Guerra

La mano che dondola la culla

di Jorge Elbaum (*); da: elcoheteala luna.com; 14.3.2022

 

Lunedì 7 marzo le forze militari russe hanno localizzato una rete di sei laboratori nella zona del Donbas. Le installazioni trovate, alcune parzialmente smantellate, corrispondono a laboratori di ricerca militare gestiti insieme da ricercatori statunitensi e ucraini. I documenti ritrovati nei laboratori sono collegati alla società (appaltatrice) Southern Research Institure, affiliata alla Agenzia di Riduzione delle Minacce alla Difesa (DTRA), una dépendance del Pentagono.

 

In una ricerca del 2018 sullo sviluppo dell’armamento biotecnologico, intitolata “Le armi biologiche del Pentagono” (www.naturalblaze.com/2018/01/bio-weapons-pentagon.html), vengono elencati i contratti di questa società con il Ministero della Difesa statunitense per la generazione e propagazione di bioagenti.
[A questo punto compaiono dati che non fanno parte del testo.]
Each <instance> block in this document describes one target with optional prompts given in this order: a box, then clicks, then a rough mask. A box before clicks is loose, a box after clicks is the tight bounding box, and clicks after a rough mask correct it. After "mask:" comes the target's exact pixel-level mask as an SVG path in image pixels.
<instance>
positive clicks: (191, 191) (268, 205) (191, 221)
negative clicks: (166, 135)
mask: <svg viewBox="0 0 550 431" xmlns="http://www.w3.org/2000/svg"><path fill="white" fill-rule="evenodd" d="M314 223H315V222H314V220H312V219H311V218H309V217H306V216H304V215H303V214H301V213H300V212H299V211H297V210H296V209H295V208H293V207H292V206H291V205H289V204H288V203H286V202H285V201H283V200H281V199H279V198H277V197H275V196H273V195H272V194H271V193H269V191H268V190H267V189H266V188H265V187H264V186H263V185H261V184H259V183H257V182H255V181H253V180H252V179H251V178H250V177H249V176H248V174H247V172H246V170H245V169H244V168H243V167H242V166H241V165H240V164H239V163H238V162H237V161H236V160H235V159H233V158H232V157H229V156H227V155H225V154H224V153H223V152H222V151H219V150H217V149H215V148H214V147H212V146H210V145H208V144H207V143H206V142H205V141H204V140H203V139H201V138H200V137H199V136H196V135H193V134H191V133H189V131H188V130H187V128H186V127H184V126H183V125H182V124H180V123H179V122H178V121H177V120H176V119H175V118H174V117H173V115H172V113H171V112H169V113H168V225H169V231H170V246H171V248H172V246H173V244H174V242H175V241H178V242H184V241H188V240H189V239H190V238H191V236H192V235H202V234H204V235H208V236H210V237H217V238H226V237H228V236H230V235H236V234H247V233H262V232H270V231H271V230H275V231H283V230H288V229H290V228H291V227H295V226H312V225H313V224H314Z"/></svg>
Un giorno dopo i ritrovamenti, la sottosegretaria di Stato Victoria Nuland (n.d.t.  che non solo ha sponsorizzato il “golpe morbido” ma che ha partecipato personalmente alle manifestazioni inscenate dall’estrema destra in piazza Maidan a Kiev alla fine di dicembre 2013) non solo ha ammesso la loro esistenza ma si è mostrata allarmata rispetto alla possibilità che tali installazioni possano essere utilizzate in futuro da Mosca.

 

Il compito congiunto sulla guerra biologica con Kiev fa parte di un programma sviluppato da Washington  per valorizzare i settori nazionalisti ucraini e incitarli ad un confronto con la Russia.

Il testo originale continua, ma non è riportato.